While the AppImage seems to be a valid solution, it appears that many people are still downloading the standard version (perhaps they are not willing to download because the AppImage format is not particularly widespread?).
Ways to automagically get SDL to be available with the game include:
- Bundling the required SDL libraries with the game
- Adding to the updater script a routine to prompt the installation of dependencies via the OS's native package manager (Steam does this)
Bundling the SDL libs has the advantage of allowing the game to manually pick the version of SDL that comes with the game (which would allow avoiding problematic releases such as 2.0.6 which broke audio, which may yet be in some package manager repositories). 32 and 64 bit SDL libs would have to be included if 32/64 bit releases are to continue.

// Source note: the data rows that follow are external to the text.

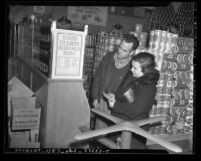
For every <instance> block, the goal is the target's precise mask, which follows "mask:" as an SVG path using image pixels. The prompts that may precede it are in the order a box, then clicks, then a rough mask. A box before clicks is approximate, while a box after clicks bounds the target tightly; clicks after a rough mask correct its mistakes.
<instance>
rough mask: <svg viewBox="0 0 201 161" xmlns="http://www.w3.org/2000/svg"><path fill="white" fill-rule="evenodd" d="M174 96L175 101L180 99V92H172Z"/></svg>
mask: <svg viewBox="0 0 201 161" xmlns="http://www.w3.org/2000/svg"><path fill="white" fill-rule="evenodd" d="M172 96H174V99H179V92H178V90H175V89H174V90H172Z"/></svg>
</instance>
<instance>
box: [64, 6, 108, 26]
mask: <svg viewBox="0 0 201 161" xmlns="http://www.w3.org/2000/svg"><path fill="white" fill-rule="evenodd" d="M107 11H108V9H107V7H96V6H84V7H82V6H77V7H74V6H71V7H68V15H67V17H68V18H69V19H70V20H71V21H72V22H75V23H83V24H91V25H99V26H106V21H107Z"/></svg>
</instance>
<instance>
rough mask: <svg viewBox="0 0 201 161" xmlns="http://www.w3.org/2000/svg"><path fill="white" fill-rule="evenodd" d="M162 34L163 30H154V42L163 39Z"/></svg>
mask: <svg viewBox="0 0 201 161" xmlns="http://www.w3.org/2000/svg"><path fill="white" fill-rule="evenodd" d="M161 34H162V31H161V30H155V31H154V39H153V42H154V43H156V42H157V43H159V42H160V40H161Z"/></svg>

The updater routine is probably more compatible with a large number of different systems, since all that needs to be supported is the various package managers' commands for the relevant libraries. Additionally, other dependencies, like libpng
, git
, curl
, etc. can be taken care of this way.
One problem with the package manager approach is that there are a ton of different ones. Apt, Pacman, Nix, Yum, and Portage may be a good start, but we still could miss some. What should we do for OSs that we don't know about?
I suppose it could just not install the dependencies and then print out the names of the missing libraries.
I would expect that getting just apt support would do 90% of the job, since the more esoteric the distro gets, the less likely that the user is unable to deal with relatively simple issues like the dependencies required.
So long as we have a couple of the major distributions covered, like Debian/Ubuntu, Fedora, etc, we can otherwise just punt and tell the user to go find and install the libraries if it is not a covered distribution.